I don't see what I would have expected to be the "standard answer" to this question, so let me leave it in the hopes it will be helpful to someone.

Proposition: Let $G$ be an infinite group, and let $H$ be a subgroup with $\# H < \# G$. Then $\# G/H = \# G$.
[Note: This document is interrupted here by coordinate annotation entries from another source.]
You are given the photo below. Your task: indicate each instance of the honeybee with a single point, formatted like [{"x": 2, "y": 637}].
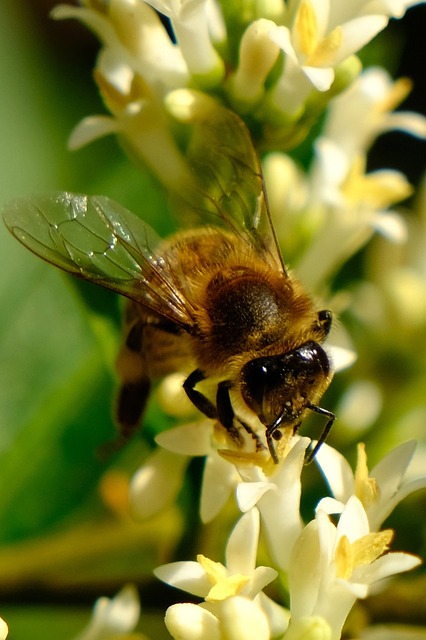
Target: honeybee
[{"x": 214, "y": 301}]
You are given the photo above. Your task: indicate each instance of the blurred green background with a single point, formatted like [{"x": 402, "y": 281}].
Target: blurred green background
[{"x": 65, "y": 537}]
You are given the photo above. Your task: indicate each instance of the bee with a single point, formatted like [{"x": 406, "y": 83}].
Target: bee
[{"x": 213, "y": 301}]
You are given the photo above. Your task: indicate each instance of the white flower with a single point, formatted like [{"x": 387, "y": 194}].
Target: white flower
[
  {"x": 136, "y": 67},
  {"x": 277, "y": 496},
  {"x": 331, "y": 566},
  {"x": 161, "y": 476},
  {"x": 379, "y": 490},
  {"x": 319, "y": 38},
  {"x": 234, "y": 606},
  {"x": 4, "y": 629},
  {"x": 191, "y": 20},
  {"x": 368, "y": 106},
  {"x": 113, "y": 617}
]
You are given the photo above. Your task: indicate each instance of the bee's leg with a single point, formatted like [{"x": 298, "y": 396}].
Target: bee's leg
[
  {"x": 199, "y": 400},
  {"x": 331, "y": 418},
  {"x": 225, "y": 411},
  {"x": 227, "y": 416}
]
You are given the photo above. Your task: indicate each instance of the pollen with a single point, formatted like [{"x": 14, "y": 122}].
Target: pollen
[
  {"x": 223, "y": 586},
  {"x": 363, "y": 551},
  {"x": 366, "y": 488},
  {"x": 306, "y": 28}
]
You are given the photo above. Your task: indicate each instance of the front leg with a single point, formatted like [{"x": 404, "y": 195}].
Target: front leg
[
  {"x": 227, "y": 416},
  {"x": 198, "y": 399},
  {"x": 223, "y": 410}
]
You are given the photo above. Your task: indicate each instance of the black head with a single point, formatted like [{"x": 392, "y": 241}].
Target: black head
[{"x": 280, "y": 388}]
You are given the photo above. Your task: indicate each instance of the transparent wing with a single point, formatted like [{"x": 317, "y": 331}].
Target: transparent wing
[
  {"x": 98, "y": 240},
  {"x": 226, "y": 186}
]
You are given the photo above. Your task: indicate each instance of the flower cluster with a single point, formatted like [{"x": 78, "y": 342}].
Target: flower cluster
[
  {"x": 280, "y": 66},
  {"x": 326, "y": 566},
  {"x": 277, "y": 64}
]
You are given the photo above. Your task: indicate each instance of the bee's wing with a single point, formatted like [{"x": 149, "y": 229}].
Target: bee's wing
[
  {"x": 98, "y": 240},
  {"x": 226, "y": 187}
]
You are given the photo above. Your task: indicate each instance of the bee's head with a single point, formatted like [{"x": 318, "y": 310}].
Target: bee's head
[{"x": 279, "y": 388}]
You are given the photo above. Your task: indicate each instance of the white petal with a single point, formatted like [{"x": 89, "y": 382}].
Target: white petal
[
  {"x": 189, "y": 439},
  {"x": 191, "y": 622},
  {"x": 390, "y": 471},
  {"x": 261, "y": 577},
  {"x": 391, "y": 225},
  {"x": 157, "y": 483},
  {"x": 4, "y": 629},
  {"x": 322, "y": 79},
  {"x": 304, "y": 571},
  {"x": 90, "y": 129},
  {"x": 280, "y": 509},
  {"x": 407, "y": 121},
  {"x": 114, "y": 616},
  {"x": 385, "y": 566},
  {"x": 241, "y": 550},
  {"x": 248, "y": 494},
  {"x": 188, "y": 576},
  {"x": 219, "y": 479},
  {"x": 330, "y": 506},
  {"x": 277, "y": 615},
  {"x": 242, "y": 619},
  {"x": 336, "y": 471},
  {"x": 353, "y": 522}
]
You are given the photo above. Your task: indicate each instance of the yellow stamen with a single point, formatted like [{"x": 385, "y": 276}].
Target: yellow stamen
[
  {"x": 344, "y": 558},
  {"x": 306, "y": 27},
  {"x": 371, "y": 546},
  {"x": 366, "y": 488},
  {"x": 215, "y": 571},
  {"x": 363, "y": 551},
  {"x": 223, "y": 586}
]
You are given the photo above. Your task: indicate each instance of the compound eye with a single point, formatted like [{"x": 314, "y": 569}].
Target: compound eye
[
  {"x": 254, "y": 377},
  {"x": 325, "y": 319}
]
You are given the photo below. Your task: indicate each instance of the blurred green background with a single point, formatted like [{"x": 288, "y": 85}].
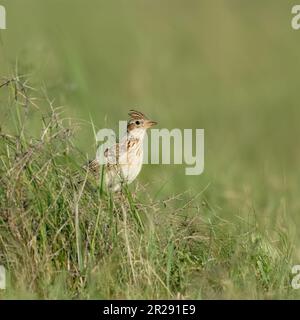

Proof: Let $\{g_i\}_{i \in G/H}$ be a system of coset representatives for $H$ in $G$: then every element $x$ in $G$ can be written as $x = g_{i_x} h_x$ for unique $h_x \in H$ and $i_x \in G/H$. (Note that there is no canonical system of coset representatives: getting one is an archetypical use of the Axiom of Choice.) Thus we have defined a bijection from $G$ to $G/H \times H$, so $\# G = \# G/H \cdot \# H$. Since $\# G$ is infinite, so must be at least one of $\# G/H$, $\# H$, and then standard cardinal arithmetic (again AC gets used...) gives that

$\# G = \# G/H \cdot \# H = \max(\#G/H, \# H)$.

Since we've assumed $\# H < \# G$, we conclude $\# G = \#G/H$.

This applies in particular with $G = \mathbb{R}$, $H = \mathbb{Q}$ to give $\# \mathbb{R}/\mathbb{Q} = \# \mathbb{R} = 2^{\aleph_0}$.

Answer 2

To prove equality we need to either find a bijection between the sets, or two injections between them.

As noted in the comments, this cannot be proved without the axiom of choice. So I am going to use it freely.

Assuming the axiom of choice, if so, we have a function $f\colon\mathbb{R/Q\to R}$ which chooses $f(A)\in A$ for every $A\in\mathbb{R/Q}$. This is an injection because if $A\neq A'$ then $f(A)\in A$ and $f(A)\notin A'$, and vice versa, therefore $f(A)\neq f(A')$.

On the other hand, let $V=\operatorname{rng}(f)$, then $\mathbb R$ is a countable union of copies of $V$, namely $\bigcup_{q\in\mathbb Q}q+V$. Therefore $|V|\cdot\aleph_0=2^{\aleph_0}$. Again, using the axiom of choice, we have that $2^{\aleph_0}=|V|\cdot\aleph_0=\max\{|V|,\aleph_0\}=|V|$.

Answer 3

Remark: This answers the original version of the question.

The following bijection uses Hilbert's infinite hotel.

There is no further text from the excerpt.